Why should TOTP secrets be encrypted at rest rather than stored in plaintext?

The TOTP secret is the second authentication factor. If the database is breached and secrets are in plaintext, every user's MFA is compromised permanently — an attacker with the secret can generate valid codes indefinitely. Encrypting with AES-256 (Fernet) means a database breach alone doesn't compromise MFA — the attacker also needs the encryption key. Store the key in AWS KMS or HashiCorp Vault, not in the application config or the same database. KMS provides: key rotation (re-encrypt all secrets with new key without service downtime), key access audit logs, and hardware-backed key storage (HSM). At minimum, use envelope encryption: a data key (AES-256) encrypts the secrets; the data key itself is encrypted by a KMS master key.

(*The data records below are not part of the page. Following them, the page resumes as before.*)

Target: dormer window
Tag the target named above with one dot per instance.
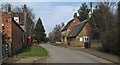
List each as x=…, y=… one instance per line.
x=16, y=19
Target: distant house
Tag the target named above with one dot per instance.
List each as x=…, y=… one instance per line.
x=14, y=34
x=68, y=27
x=80, y=34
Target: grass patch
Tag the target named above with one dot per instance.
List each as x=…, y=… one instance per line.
x=33, y=50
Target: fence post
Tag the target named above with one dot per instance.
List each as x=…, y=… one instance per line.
x=0, y=48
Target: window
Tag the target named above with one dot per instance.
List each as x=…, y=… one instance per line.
x=81, y=39
x=86, y=38
x=16, y=19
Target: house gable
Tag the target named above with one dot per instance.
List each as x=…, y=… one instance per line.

How do you prevent TOTP code replay attacks?

A TOTP code is valid for ~90 seconds (±1 window). An attacker intercepting the code (e.g., via phishing or man-in-the-middle) can replay it within this window. Prevention: after a code is successfully verified, store it in a UsedTotpCode cache (Redis SET totp_used:{user_id}:{code} 1 EX 90) or in a database column (last_used_totp_code). On the next verification, reject the code if it matches the last used code. This reduces the replay window to effectively zero — the attacker would need to use the code before the legitimate user does, making a passive replay impossible. Only applicable to the synchronous flow; the legitimate user always uses the code first in normal operation.

Why is SMS OTP weaker than TOTP and when should you still use it?

SMS OTP weaknesses: (1) SIM swapping — attackers bribe telecom employees or social-engineer them into porting the victim's phone number to a new SIM; (2) SS7 vulnerabilities — cellular network protocol flaws allow interception of SMS messages; (3) SIM cloning; (4) phishing — fake login pages that relay OTPs in real time. Despite these weaknesses, SMS OTP is appropriate for: (1) consumer applications where TOTP adoption is low (users don't know what Google Authenticator is); (2) account recovery when TOTP device is lost; (3) step-up authentication for high-risk actions (wire transfer) where the friction is justified. TOTP is always preferred for security-conscious users — offer TOTP as the primary MFA option and SMS as fallback, not the other way around.

How do backup codes work and what makes them secure?

Backup codes are pre-generated one-time passwords used when the TOTP device is unavailable. Security properties: (1) high entropy — 8-character alphanumeric codes (62^8 ≈ 218 trillion possibilities) are brute-force resistant even without rate limiting; (2) single use — each code is consumed on first use (UPDATE ... SET is_used=TRUE); (3) stored as hashes — SHA-256 of the code is stored; the plaintext code is shown once and never stored; (4) invalidated on regeneration — generating new backup codes revokes all previous ones. User guidance: print them and store in a physical safe, or use a password manager. Generating new codes when the old ones are used reduces the user's safety net — prompt them to regenerate before they run out (less than 3 remaining).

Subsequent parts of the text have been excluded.